Multilayer Graphtriyne Membranes for Separation and Storage of CO<sub>2</sub>: Molecular Dynamics Simulations of Post-Combustion Model Mixtures
Yusuf Bramastya Apriliyanto,
Noelia Faginas-Lago,
Stefano Evangelisti,
Massimiliano Bartolomei,
Thierry Leininger,
Fernando Pirani,
Leonardo Pacifici,
Andrea Lombardi
Affiliations
Yusuf Bramastya Apriliyanto
Department of Chemistry, The Republic of Indonesia Defense University, Kampus Unhan Komplek IPSC Sentul, 16810 Bogor, Indonesia
Noelia Faginas-Lago
Department of Chemistry, Biology and Biotechnology, University of Perugia, & UdR INSTM di Perugia, Via Elce di Sotto 8, 06123 Perugia, Italy
Stefano Evangelisti
Laboratoire de Chimie et Physique Quantiques, IRSAMC, Université de Toulouse III-Paul Sabatier, 118 Route de Narbonne, CEDEX 09, 31062 Toulouse, France
Massimiliano Bartolomei
Instituto de Física Fundamental, Consejo Superior de Investigaciones Científicas (IFF-CSIC), Serrano 123, 28006 Madrid, Spain
Thierry Leininger
Laboratoire de Chimie et Physique Quantiques, IRSAMC, Université de Toulouse III-Paul Sabatier, 118 Route de Narbonne, CEDEX 09, 31062 Toulouse, France
Fernando Pirani
Department of Chemistry, Biology and Biotechnology, University of Perugia, & UdR INSTM di Perugia, Via Elce di Sotto 8, 06123 Perugia, Italy
Leonardo Pacifici
Department of Chemistry, Biology and Biotechnology, University of Perugia, & UdR INSTM di Perugia, Via Elce di Sotto 8, 06123 Perugia, Italy
Andrea Lombardi
Department of Chemistry, Biology and Biotechnology, University of Perugia, & UdR INSTM di Perugia, Via Elce di Sotto 8, 06123 Perugia, Italy
The ability to remove carbon dioxide from gaseous mixtures is a necessary step toward the reduction of greenhouse gas emissions.
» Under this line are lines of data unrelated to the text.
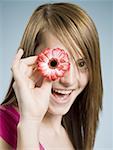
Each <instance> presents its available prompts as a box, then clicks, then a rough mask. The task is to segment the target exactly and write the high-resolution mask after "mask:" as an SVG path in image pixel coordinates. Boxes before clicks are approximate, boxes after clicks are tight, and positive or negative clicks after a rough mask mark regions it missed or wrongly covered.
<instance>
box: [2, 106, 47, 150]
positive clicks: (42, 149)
mask: <svg viewBox="0 0 113 150" xmlns="http://www.w3.org/2000/svg"><path fill="white" fill-rule="evenodd" d="M19 118H20V115H19V113H18V112H17V111H16V109H15V108H14V107H12V106H11V105H8V106H3V105H0V137H2V138H3V139H4V140H5V141H6V142H7V143H8V144H9V145H10V146H11V147H12V149H13V150H16V147H17V125H18V123H19ZM40 150H44V148H43V146H42V145H41V144H40Z"/></svg>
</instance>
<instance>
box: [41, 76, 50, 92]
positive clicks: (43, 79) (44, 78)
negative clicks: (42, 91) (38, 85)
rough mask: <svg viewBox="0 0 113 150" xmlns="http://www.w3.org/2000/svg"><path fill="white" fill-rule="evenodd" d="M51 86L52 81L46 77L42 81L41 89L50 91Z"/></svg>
mask: <svg viewBox="0 0 113 150" xmlns="http://www.w3.org/2000/svg"><path fill="white" fill-rule="evenodd" d="M51 88H52V81H49V80H48V79H47V78H44V79H43V82H42V85H41V89H42V90H47V91H48V92H49V93H50V92H51Z"/></svg>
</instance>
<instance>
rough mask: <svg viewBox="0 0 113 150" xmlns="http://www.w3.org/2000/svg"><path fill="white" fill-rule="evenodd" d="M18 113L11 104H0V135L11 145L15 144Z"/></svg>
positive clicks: (13, 145) (15, 140)
mask: <svg viewBox="0 0 113 150" xmlns="http://www.w3.org/2000/svg"><path fill="white" fill-rule="evenodd" d="M18 122H19V113H18V112H17V111H16V109H14V108H13V107H12V106H11V105H8V106H3V105H0V137H1V138H2V139H3V140H4V141H5V142H7V143H8V144H9V145H11V146H12V147H15V146H16V137H17V124H18Z"/></svg>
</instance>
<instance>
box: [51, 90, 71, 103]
mask: <svg viewBox="0 0 113 150" xmlns="http://www.w3.org/2000/svg"><path fill="white" fill-rule="evenodd" d="M72 93H73V90H72V91H71V93H70V94H69V95H67V96H66V97H64V98H59V97H56V96H55V95H53V94H52V93H51V95H50V97H51V99H52V100H53V101H54V102H56V103H57V104H66V103H68V102H69V101H70V97H71V95H72Z"/></svg>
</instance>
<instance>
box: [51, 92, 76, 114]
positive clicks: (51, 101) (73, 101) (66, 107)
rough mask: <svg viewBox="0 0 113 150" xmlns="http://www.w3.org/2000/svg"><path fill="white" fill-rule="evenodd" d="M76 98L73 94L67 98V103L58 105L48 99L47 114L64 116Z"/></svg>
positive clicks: (52, 101)
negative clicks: (48, 101)
mask: <svg viewBox="0 0 113 150" xmlns="http://www.w3.org/2000/svg"><path fill="white" fill-rule="evenodd" d="M76 97H77V96H76V95H75V93H74V92H73V93H72V95H71V96H70V97H69V99H68V101H66V102H64V103H59V102H57V101H55V100H54V99H50V103H49V107H48V112H49V113H50V114H53V115H61V116H63V115H65V114H66V113H67V112H68V111H69V110H70V108H71V106H72V104H73V103H74V101H75V99H76Z"/></svg>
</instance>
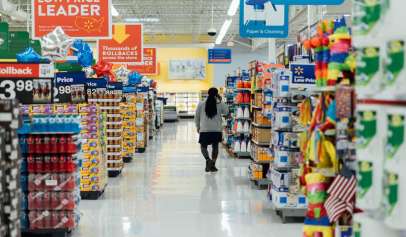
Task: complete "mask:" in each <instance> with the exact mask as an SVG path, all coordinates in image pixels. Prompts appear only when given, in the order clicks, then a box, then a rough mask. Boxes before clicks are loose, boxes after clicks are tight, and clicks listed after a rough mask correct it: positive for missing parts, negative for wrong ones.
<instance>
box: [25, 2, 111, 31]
mask: <svg viewBox="0 0 406 237" xmlns="http://www.w3.org/2000/svg"><path fill="white" fill-rule="evenodd" d="M111 4H112V3H111V0H86V1H72V0H32V12H33V13H32V15H33V21H32V27H33V34H34V35H33V38H40V37H42V36H44V35H46V34H48V33H49V32H51V31H53V30H54V29H55V28H56V27H57V26H61V27H62V29H63V30H64V31H65V33H66V34H67V35H69V36H71V37H77V38H110V37H111V24H112V17H111V8H110V6H111Z"/></svg>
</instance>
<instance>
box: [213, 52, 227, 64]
mask: <svg viewBox="0 0 406 237" xmlns="http://www.w3.org/2000/svg"><path fill="white" fill-rule="evenodd" d="M221 63H227V64H228V63H231V49H209V64H221Z"/></svg>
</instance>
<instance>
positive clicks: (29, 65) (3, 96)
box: [0, 63, 53, 104]
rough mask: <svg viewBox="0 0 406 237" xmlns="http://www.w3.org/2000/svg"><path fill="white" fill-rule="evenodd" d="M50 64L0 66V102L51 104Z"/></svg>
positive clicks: (51, 84)
mask: <svg viewBox="0 0 406 237" xmlns="http://www.w3.org/2000/svg"><path fill="white" fill-rule="evenodd" d="M52 78H53V67H52V65H51V64H18V63H4V64H0V100H13V99H17V100H18V101H19V102H20V103H22V104H42V103H51V102H52V93H53V90H52Z"/></svg>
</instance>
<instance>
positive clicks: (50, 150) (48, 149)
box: [42, 136, 51, 154]
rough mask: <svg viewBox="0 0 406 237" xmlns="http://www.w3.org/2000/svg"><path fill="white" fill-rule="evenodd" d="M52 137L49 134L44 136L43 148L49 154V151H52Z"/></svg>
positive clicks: (45, 151)
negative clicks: (51, 146) (46, 135)
mask: <svg viewBox="0 0 406 237" xmlns="http://www.w3.org/2000/svg"><path fill="white" fill-rule="evenodd" d="M50 142H51V138H50V137H49V136H44V138H43V145H42V147H43V150H42V152H43V153H44V154H49V152H50V151H51V143H50Z"/></svg>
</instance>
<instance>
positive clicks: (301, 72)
mask: <svg viewBox="0 0 406 237" xmlns="http://www.w3.org/2000/svg"><path fill="white" fill-rule="evenodd" d="M290 70H291V71H292V81H291V83H292V84H294V85H298V84H301V85H315V84H316V77H315V72H314V71H315V65H314V64H293V63H292V64H291V65H290Z"/></svg>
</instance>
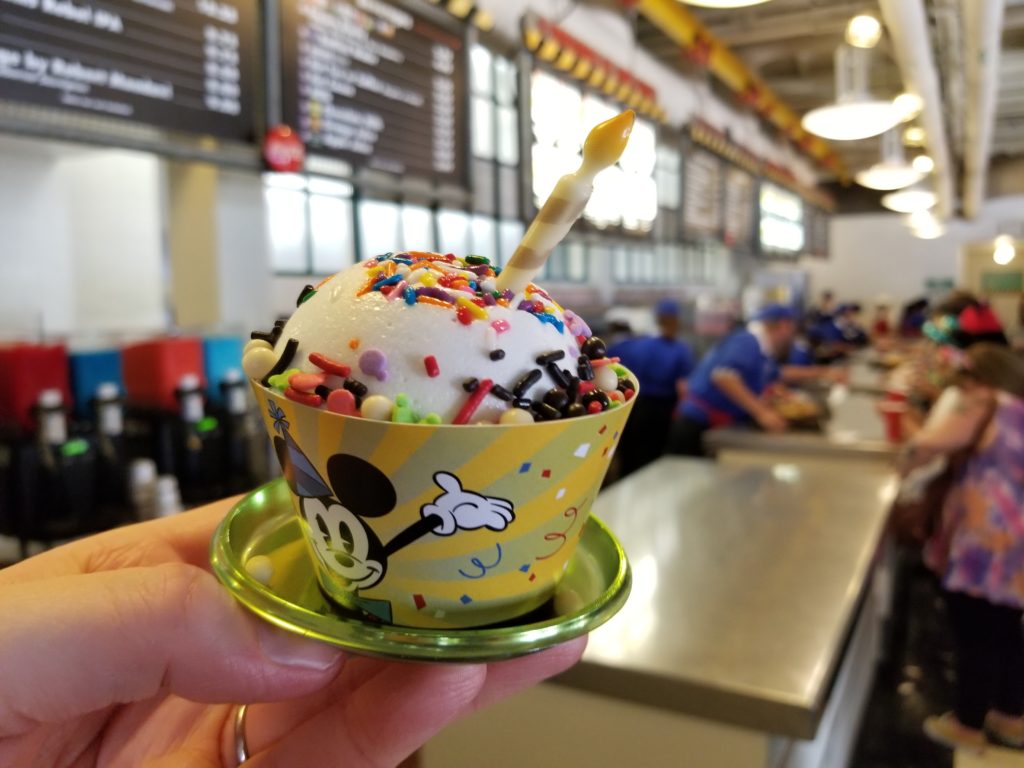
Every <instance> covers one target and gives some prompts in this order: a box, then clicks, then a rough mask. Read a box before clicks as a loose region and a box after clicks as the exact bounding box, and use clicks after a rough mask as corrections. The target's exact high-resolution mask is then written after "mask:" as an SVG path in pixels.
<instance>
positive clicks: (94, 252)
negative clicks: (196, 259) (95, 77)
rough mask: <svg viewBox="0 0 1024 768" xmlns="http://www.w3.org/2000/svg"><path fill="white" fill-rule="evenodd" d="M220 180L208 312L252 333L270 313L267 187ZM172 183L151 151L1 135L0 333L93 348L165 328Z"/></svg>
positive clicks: (228, 179)
mask: <svg viewBox="0 0 1024 768" xmlns="http://www.w3.org/2000/svg"><path fill="white" fill-rule="evenodd" d="M214 177H215V179H216V181H215V184H216V191H215V197H214V200H215V204H214V205H215V211H214V214H213V220H214V227H215V229H214V233H213V237H214V239H215V241H216V242H215V243H214V244H213V248H212V249H211V251H212V252H213V253H214V254H216V259H217V264H216V265H215V269H216V273H217V276H218V280H217V286H216V291H215V294H214V296H213V299H212V303H213V304H215V306H213V307H212V315H211V316H212V317H214V321H213V323H215V325H216V326H217V329H216V330H222V331H231V332H244V333H247V332H248V331H249V330H251V329H253V328H263V327H268V326H269V325H270V321H271V319H272V317H273V316H274V315H273V312H272V311H271V308H270V305H269V302H270V290H271V280H272V275H271V270H270V266H269V249H268V246H267V237H266V231H265V220H266V216H265V212H264V209H263V206H264V203H263V193H262V182H261V178H260V175H259V174H258V173H256V172H252V173H243V172H234V171H219V172H216V173H215V176H214ZM167 187H168V179H167V172H166V163H165V161H163V160H161V159H160V158H158V157H156V156H154V155H148V154H144V153H135V152H127V151H120V150H99V148H94V147H87V146H78V145H73V144H65V143H59V142H54V141H39V140H35V139H27V138H18V137H11V136H2V135H0V337H8V338H9V337H14V338H36V337H38V336H39V335H40V333H42V334H45V335H46V336H49V337H68V338H70V339H71V340H72V342H73V343H74V342H79V343H82V344H86V345H88V344H92V343H109V342H110V341H117V340H118V339H120V338H124V337H133V336H139V335H147V334H152V333H156V332H160V331H164V330H167V328H168V324H169V316H168V306H169V303H168V299H169V292H170V286H169V279H168V258H169V257H168V256H167V255H166V248H165V237H166V233H167V227H168V225H169V223H168V222H169V220H170V215H169V211H168V208H167V206H168V204H169V201H168V200H166V198H167ZM292 301H293V304H294V299H293V300H292ZM204 330H207V329H204Z"/></svg>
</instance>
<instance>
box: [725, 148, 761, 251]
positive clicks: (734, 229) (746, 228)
mask: <svg viewBox="0 0 1024 768" xmlns="http://www.w3.org/2000/svg"><path fill="white" fill-rule="evenodd" d="M754 190H755V183H754V176H752V175H751V174H749V173H746V171H743V170H740V169H739V168H736V167H735V166H729V168H728V169H727V170H726V172H725V221H724V225H723V230H724V234H725V243H726V245H729V246H733V247H736V248H750V247H751V246H752V245H753V244H754V205H755V203H754Z"/></svg>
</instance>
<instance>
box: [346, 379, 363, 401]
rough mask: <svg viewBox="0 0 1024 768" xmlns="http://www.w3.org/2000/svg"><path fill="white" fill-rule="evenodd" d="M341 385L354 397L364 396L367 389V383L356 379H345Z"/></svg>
mask: <svg viewBox="0 0 1024 768" xmlns="http://www.w3.org/2000/svg"><path fill="white" fill-rule="evenodd" d="M342 386H343V387H345V389H347V390H348V391H349V392H351V393H352V394H354V395H355V396H356V397H366V396H367V392H368V391H369V390H368V389H367V385H366V384H364V383H362V382H361V381H359V380H358V379H345V383H344V384H342Z"/></svg>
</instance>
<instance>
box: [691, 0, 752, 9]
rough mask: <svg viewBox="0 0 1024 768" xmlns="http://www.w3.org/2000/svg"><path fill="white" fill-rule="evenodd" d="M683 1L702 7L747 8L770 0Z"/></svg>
mask: <svg viewBox="0 0 1024 768" xmlns="http://www.w3.org/2000/svg"><path fill="white" fill-rule="evenodd" d="M682 2H683V3H685V4H686V5H696V6H698V7H700V8H745V7H746V6H748V5H761V4H762V3H767V2H769V0H682Z"/></svg>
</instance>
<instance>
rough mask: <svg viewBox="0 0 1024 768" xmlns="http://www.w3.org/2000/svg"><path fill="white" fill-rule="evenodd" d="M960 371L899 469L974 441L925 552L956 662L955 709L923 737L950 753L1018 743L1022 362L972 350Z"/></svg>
mask: <svg viewBox="0 0 1024 768" xmlns="http://www.w3.org/2000/svg"><path fill="white" fill-rule="evenodd" d="M963 369H964V370H963V372H962V374H961V376H959V377H958V380H957V384H956V385H955V387H956V390H955V393H954V394H955V406H954V407H953V408H942V409H935V410H934V411H935V412H936V413H933V414H932V415H931V416H930V417H929V419H928V421H927V422H926V423H925V425H924V427H923V428H922V429H921V431H920V432H918V433H916V434H915V435H914V437H913V438H912V440H911V441H910V443H909V444H908V446H907V450H906V452H905V454H904V461H903V469H904V471H907V470H909V469H910V468H912V467H915V466H920V465H922V464H924V463H926V462H928V461H929V460H931V459H933V458H934V457H935V456H936V455H938V454H948V453H951V452H954V451H956V450H959V449H964V447H967V446H969V445H970V443H971V440H972V439H974V438H975V436H976V435H979V434H980V438H979V439H978V441H977V443H976V444H975V447H974V450H973V451H972V453H971V456H970V459H969V460H968V462H967V465H966V468H965V469H964V470H963V473H962V474H961V475H959V476H958V477H957V478H956V479H955V482H954V484H953V487H952V489H951V490H950V493H949V495H948V496H947V498H946V501H945V505H944V507H943V509H942V517H941V522H940V524H939V525H938V528H937V531H936V534H935V535H934V536H933V537H932V539H931V540H930V541H929V542H928V543H927V544H926V546H925V561H926V562H927V564H928V565H929V567H931V568H932V569H933V570H934V571H935V572H936V573H937V574H938V575H939V578H940V580H941V582H942V587H943V590H944V593H945V599H946V608H947V612H948V614H949V618H950V624H951V627H952V635H953V643H954V649H955V657H956V696H955V708H954V711H953V712H951V713H947V714H945V715H942V716H939V717H932V718H929V719H928V720H927V721H926V722H925V731H926V732H927V733H928V735H929V736H931V737H932V738H933V739H935V740H936V741H939V742H941V743H944V744H947V745H949V746H953V748H962V749H965V748H966V749H970V750H974V751H980V750H981V749H983V748H984V745H985V743H986V738H985V735H986V733H987V735H988V737H989V738H990V739H991V740H993V741H995V742H997V743H1002V744H1008V745H1013V746H1024V717H1022V715H1024V636H1022V631H1021V618H1022V614H1024V359H1022V358H1021V357H1019V356H1017V355H1016V354H1015V353H1013V352H1012V351H1010V350H1009V349H1006V348H1005V347H1001V346H996V345H993V344H987V343H982V344H975V345H973V346H971V347H970V348H969V349H968V350H967V351H966V352H965V353H964V360H963ZM947 394H953V393H947ZM979 430H980V431H979Z"/></svg>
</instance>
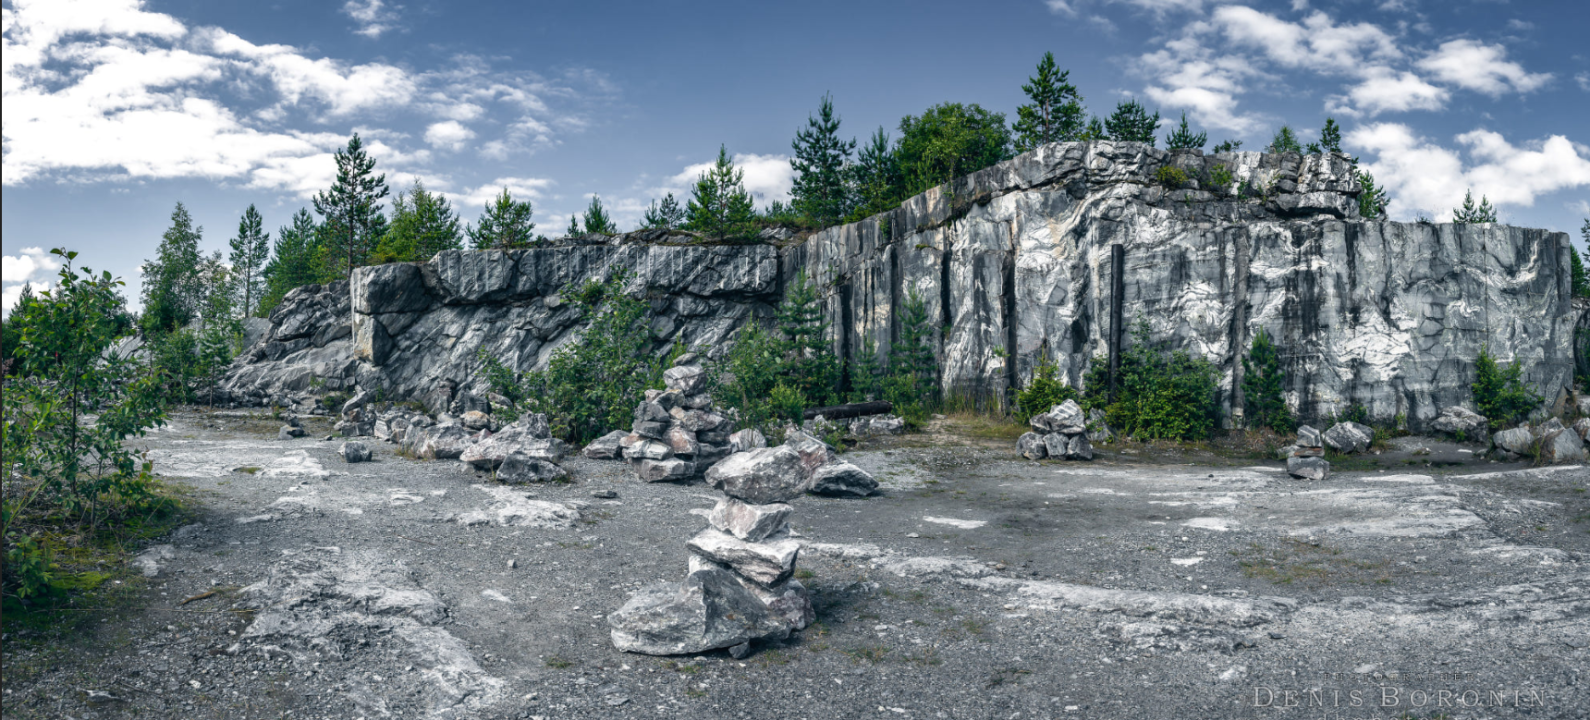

As a contribution to this field of research, we performed a molecular dynamics study assessing the separation and adsorption properties of multi-layered graphtriyne membranes on gaseous mixtures of CO2, N2, and H2O. These mixtures closely resemble post-combustion gaseous products and are, therefore, suitable prototypes with which to model possible technological applications in the field of CO2 removal methodologies. The molecular dynamics simulations rely on a fairly accurate description of involved force fields, providing reliable predictions of selectivity and adsorption coefficients. The characterization of the interplay between molecules and membrane structure also permitted us to elucidate the adsorption and crossing processes at an atomistic level of detail. The work is intended as a continuation and a strong enhancement of the modeling research and characterization of such materials as molecular sieves for CO2 storage and removal.